Mangia echoes Wilson’s sentiments, saying that under-served minority communities must be better served by efforts such as the increased funding from the County.
Access to medical care is always an ongoing concern he adds. St. John’s clinics are located near bus lines and the clinics offering free MTA tokens and free parking. Additionally, care is provided through two state- of-the-art medically equipped two-room mobile clinic vans. For homeless HIV patients, these vans can be literal lifesavers, even transversing the County’s dry concrete riverbeds to serve the folks living there.
But many issues remain. “Of particular concern is addressing mental health issues, for which, at this point, there currently is no funding for undocumented Angelos,” Mangia says.
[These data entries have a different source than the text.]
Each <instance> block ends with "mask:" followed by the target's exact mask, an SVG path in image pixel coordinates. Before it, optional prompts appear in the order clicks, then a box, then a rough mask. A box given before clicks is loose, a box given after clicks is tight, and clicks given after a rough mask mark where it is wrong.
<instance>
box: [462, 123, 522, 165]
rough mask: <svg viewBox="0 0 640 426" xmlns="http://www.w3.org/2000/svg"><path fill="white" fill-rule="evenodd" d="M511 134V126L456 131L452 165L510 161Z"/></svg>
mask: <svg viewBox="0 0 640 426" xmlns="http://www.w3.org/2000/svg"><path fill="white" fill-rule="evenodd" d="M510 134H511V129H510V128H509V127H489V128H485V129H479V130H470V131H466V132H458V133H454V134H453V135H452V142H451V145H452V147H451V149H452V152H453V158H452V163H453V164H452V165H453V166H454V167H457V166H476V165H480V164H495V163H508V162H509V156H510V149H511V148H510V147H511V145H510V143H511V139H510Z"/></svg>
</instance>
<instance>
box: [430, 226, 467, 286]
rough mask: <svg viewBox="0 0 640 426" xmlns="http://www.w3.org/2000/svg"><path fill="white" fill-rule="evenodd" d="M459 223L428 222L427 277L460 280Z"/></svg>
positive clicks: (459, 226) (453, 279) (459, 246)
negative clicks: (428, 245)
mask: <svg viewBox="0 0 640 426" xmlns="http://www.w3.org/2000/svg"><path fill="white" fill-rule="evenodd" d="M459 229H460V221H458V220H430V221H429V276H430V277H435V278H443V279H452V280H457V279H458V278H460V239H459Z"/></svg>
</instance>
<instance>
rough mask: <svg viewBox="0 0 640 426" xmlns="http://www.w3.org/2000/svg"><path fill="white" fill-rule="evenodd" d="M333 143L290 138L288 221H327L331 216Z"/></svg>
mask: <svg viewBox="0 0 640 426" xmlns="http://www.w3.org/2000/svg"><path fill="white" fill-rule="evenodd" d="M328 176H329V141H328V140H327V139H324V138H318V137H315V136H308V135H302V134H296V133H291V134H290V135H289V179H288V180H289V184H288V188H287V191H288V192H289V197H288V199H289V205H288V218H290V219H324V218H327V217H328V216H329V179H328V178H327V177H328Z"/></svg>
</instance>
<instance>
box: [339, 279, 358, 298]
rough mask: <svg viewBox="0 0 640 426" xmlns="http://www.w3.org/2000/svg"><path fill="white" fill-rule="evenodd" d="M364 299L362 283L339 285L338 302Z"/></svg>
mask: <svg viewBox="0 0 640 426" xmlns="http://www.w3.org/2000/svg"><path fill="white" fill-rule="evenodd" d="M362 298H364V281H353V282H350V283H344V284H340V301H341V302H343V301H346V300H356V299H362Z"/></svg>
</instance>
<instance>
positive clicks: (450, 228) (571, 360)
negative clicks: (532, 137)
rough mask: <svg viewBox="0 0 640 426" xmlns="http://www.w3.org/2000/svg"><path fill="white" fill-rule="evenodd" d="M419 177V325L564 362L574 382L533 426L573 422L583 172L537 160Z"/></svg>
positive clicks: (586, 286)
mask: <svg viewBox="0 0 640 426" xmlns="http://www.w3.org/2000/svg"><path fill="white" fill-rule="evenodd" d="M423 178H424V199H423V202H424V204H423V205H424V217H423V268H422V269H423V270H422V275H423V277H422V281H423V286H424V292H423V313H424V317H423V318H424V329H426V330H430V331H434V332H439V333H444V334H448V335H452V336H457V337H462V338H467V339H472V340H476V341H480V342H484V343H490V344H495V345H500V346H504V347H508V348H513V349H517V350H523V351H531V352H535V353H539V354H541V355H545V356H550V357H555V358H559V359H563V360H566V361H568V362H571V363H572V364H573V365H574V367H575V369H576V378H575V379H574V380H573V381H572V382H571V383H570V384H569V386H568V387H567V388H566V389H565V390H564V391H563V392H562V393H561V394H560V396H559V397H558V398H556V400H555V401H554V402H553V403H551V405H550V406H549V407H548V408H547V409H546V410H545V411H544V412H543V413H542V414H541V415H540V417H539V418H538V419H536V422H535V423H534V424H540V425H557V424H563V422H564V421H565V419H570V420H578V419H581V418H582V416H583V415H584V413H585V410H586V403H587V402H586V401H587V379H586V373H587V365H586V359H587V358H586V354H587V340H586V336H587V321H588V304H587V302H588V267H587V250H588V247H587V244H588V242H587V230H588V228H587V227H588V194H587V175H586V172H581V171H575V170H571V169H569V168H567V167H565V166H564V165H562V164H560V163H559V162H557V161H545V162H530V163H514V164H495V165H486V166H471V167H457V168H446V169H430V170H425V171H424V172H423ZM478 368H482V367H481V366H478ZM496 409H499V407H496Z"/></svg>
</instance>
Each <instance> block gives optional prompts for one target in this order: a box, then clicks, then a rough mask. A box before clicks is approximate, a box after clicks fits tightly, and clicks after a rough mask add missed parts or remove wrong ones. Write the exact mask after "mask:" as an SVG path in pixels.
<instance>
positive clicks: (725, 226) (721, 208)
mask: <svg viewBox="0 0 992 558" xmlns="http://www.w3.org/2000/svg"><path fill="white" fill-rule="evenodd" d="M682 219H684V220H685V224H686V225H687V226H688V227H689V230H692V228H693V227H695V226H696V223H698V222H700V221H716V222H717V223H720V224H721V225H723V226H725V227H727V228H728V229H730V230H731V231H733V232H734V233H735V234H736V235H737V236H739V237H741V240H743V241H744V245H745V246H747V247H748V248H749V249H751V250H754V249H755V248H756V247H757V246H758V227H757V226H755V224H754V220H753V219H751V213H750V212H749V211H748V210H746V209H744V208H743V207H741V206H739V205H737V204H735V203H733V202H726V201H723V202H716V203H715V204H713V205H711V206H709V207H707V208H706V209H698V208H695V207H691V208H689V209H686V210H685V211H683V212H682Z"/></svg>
Supervisors Sheila Kuehl and Supervisor Kathryn Barger have also recommended that the County also look at expanding access to substance abuse treatment and mental health care for My Health LA patients. Free substance abuse treatment is available under the plan but is underutilized, so the supervisors directed staff to find out why. Options are also limited for treating less severe, but prevalent mental health issues such as depression and anxiety and the board also directed staff to look at sources of funding to expand available treatment.
“Healthcare is and should be a fundamental right,” Mangia tells the Los Angeles Blade. He hopes to improve St. John’s Well Child & Family Center’s holistic approach to providing the County’s residents with better comprehensive services.